A former Boeing 747-200 of British Airways (registration G-BDXJ, named City of Birmingham) was acquired by Aces High Limited, a company specialising in supplying aircraft for television and film work, and transferred to Dunsfold. It was modified and used for filming for the 2006 James Bond film Casino Royale, with several scenes set at Miami International Airport filmed at Dunsfold.

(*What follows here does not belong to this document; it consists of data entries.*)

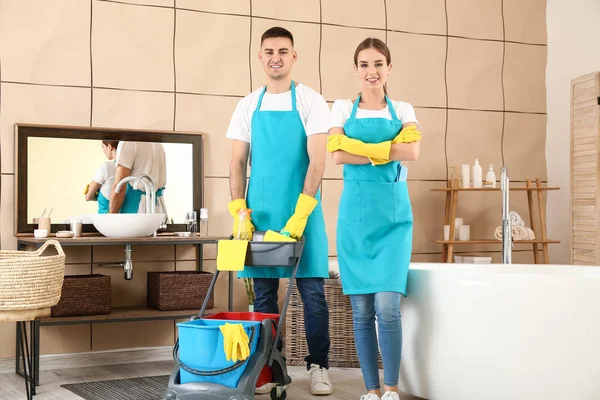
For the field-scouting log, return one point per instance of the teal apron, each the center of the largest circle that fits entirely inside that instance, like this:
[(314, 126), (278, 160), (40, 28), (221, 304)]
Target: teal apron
[(131, 204), (279, 162), (375, 221)]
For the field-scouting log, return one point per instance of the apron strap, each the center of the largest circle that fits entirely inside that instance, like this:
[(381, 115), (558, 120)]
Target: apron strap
[(262, 94), (391, 107), (354, 108)]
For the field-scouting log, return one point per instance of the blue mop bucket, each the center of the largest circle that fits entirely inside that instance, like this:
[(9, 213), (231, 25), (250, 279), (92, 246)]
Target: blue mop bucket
[(202, 355)]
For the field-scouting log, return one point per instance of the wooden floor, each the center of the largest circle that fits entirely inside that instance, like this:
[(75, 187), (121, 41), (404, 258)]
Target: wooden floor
[(347, 383)]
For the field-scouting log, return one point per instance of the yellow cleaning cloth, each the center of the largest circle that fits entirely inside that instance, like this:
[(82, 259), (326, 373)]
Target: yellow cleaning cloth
[(272, 236), (231, 255)]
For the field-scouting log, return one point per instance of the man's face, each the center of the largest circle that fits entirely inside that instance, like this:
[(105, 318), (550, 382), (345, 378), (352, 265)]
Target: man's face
[(277, 56)]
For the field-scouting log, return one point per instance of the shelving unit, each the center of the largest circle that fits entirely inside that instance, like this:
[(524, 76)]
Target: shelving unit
[(540, 244), (117, 314)]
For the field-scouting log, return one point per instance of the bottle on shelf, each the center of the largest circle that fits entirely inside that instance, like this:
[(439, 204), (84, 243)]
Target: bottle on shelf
[(477, 175), (490, 178)]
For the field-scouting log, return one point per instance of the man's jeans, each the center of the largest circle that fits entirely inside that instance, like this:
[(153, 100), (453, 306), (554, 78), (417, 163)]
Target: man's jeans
[(316, 313)]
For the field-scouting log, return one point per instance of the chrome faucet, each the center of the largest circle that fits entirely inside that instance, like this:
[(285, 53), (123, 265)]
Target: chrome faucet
[(507, 243)]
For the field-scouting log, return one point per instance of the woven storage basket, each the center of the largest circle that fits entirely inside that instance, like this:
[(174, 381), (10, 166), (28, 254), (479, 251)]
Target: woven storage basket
[(30, 281), (84, 295), (342, 352), (178, 290)]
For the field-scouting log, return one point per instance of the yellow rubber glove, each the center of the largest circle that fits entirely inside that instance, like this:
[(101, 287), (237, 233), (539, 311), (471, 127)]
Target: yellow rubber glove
[(297, 223), (407, 135), (353, 146), (235, 342), (234, 207)]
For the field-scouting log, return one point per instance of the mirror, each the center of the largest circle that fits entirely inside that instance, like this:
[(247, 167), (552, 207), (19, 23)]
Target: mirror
[(54, 165)]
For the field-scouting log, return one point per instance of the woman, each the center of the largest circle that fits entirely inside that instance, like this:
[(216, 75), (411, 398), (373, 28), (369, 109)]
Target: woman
[(371, 136), (99, 188)]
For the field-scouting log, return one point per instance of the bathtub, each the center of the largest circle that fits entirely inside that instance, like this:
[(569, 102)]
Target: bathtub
[(501, 332)]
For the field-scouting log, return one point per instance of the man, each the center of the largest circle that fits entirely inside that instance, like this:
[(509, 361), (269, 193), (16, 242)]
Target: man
[(283, 127), (135, 159)]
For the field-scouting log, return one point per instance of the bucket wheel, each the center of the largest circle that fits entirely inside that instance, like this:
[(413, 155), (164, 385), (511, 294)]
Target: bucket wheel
[(278, 393)]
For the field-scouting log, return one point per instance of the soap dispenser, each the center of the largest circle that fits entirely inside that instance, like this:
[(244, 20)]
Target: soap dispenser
[(477, 175), (490, 178)]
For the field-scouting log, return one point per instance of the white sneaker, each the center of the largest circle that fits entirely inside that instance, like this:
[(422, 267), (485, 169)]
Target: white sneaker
[(320, 383), (265, 389), (370, 396), (390, 396)]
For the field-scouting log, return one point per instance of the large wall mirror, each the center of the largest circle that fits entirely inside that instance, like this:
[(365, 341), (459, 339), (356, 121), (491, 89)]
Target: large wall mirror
[(55, 163)]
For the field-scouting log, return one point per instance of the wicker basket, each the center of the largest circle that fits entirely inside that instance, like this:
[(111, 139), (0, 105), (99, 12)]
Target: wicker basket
[(179, 290), (84, 295), (342, 352), (29, 282)]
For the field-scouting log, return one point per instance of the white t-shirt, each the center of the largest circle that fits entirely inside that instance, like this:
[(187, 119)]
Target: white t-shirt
[(105, 175), (341, 110), (313, 109), (144, 158)]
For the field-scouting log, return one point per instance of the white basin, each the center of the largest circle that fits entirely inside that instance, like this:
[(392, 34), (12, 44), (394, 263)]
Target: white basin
[(127, 225)]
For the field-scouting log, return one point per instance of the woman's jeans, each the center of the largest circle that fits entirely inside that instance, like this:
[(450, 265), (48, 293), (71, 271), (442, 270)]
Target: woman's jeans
[(386, 306)]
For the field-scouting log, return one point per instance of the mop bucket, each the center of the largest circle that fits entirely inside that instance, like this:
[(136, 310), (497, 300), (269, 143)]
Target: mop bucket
[(202, 356), (266, 375)]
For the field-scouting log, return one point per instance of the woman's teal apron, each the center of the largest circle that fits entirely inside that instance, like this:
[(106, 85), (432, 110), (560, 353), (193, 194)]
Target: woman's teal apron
[(131, 204), (279, 162), (375, 221)]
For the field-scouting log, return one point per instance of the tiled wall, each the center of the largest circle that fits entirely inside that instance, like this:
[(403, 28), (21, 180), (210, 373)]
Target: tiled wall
[(475, 72)]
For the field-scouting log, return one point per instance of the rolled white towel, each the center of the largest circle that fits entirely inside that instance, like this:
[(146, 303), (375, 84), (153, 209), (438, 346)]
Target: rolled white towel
[(515, 219), (517, 233)]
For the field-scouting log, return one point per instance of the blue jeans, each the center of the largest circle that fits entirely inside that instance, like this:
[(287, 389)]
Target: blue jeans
[(316, 313), (386, 306)]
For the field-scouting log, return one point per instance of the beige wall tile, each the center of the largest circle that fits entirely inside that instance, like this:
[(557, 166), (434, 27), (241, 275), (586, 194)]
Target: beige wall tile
[(186, 252), (474, 74), (337, 60), (209, 66), (7, 336), (129, 109), (228, 7), (308, 10), (132, 293), (332, 191), (159, 3), (64, 339), (432, 159), (423, 16), (38, 105), (417, 69), (525, 21), (209, 115), (132, 47), (353, 13), (306, 44), (78, 254), (45, 42), (78, 269), (125, 335), (428, 215), (471, 135), (525, 146), (7, 239), (525, 78), (479, 19)]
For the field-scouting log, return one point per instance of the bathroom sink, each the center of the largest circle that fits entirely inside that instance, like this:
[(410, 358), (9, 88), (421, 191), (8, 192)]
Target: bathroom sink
[(127, 225)]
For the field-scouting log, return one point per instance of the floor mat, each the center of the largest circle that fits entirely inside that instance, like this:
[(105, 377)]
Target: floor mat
[(148, 388)]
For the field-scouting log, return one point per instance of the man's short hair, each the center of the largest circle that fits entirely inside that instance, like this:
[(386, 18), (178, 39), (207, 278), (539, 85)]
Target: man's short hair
[(276, 31)]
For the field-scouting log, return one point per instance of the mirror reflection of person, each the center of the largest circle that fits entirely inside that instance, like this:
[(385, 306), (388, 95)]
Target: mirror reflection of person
[(100, 186), (135, 159)]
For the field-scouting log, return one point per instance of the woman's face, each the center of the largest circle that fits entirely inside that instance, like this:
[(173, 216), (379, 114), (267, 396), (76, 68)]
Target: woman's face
[(372, 69)]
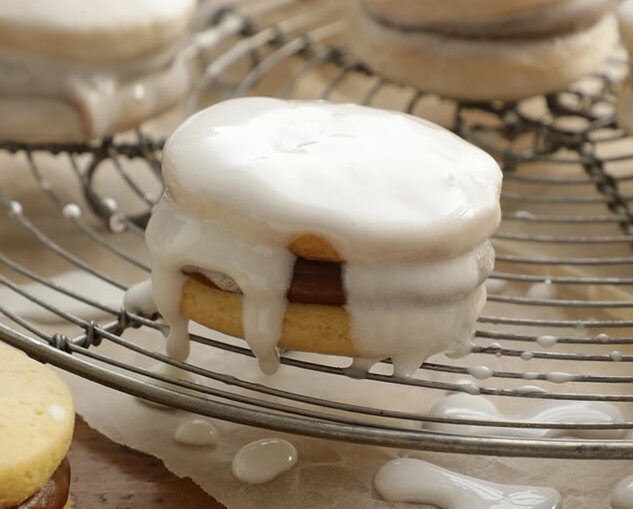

The airfield has since become a popular filming location for both film and television productions, taking advantage of its large runway, hangars and adaptable facilities.

===Film===
Notable films partly shot at Dunsfold Aerodrome include:
- Batman Begins (2005)
- The Da Vinci Code (2006)
- Casino Royale (2006)
- Last Chance Harvey (2008)
- Nanny McPhee and the Big Bang (2010)
- World War Z (2013)
- Red 2 (2013)
- The Theory of Everything (2014)
- London Has Fallen (2016)
- War Machine (2017)
- Bohemian Rhapsody (2018)
- The Batman (2022)
- Golda (2023)

===Television===
Television series filmed in whole or in part at Dunsfold include:
- Top Gear (BBC) – the airfield served as the programme's test track and studio base for over a decade.
- Fifth Gear (2006) – featured a segment where a Volkswagen Touareg towed the Boeing 747 across the runway.
- Primeval (ITV)
- Spooks (BBC)
- Come Fly with Me (BBC) – filmed on the Boeing 747 set at the airfield.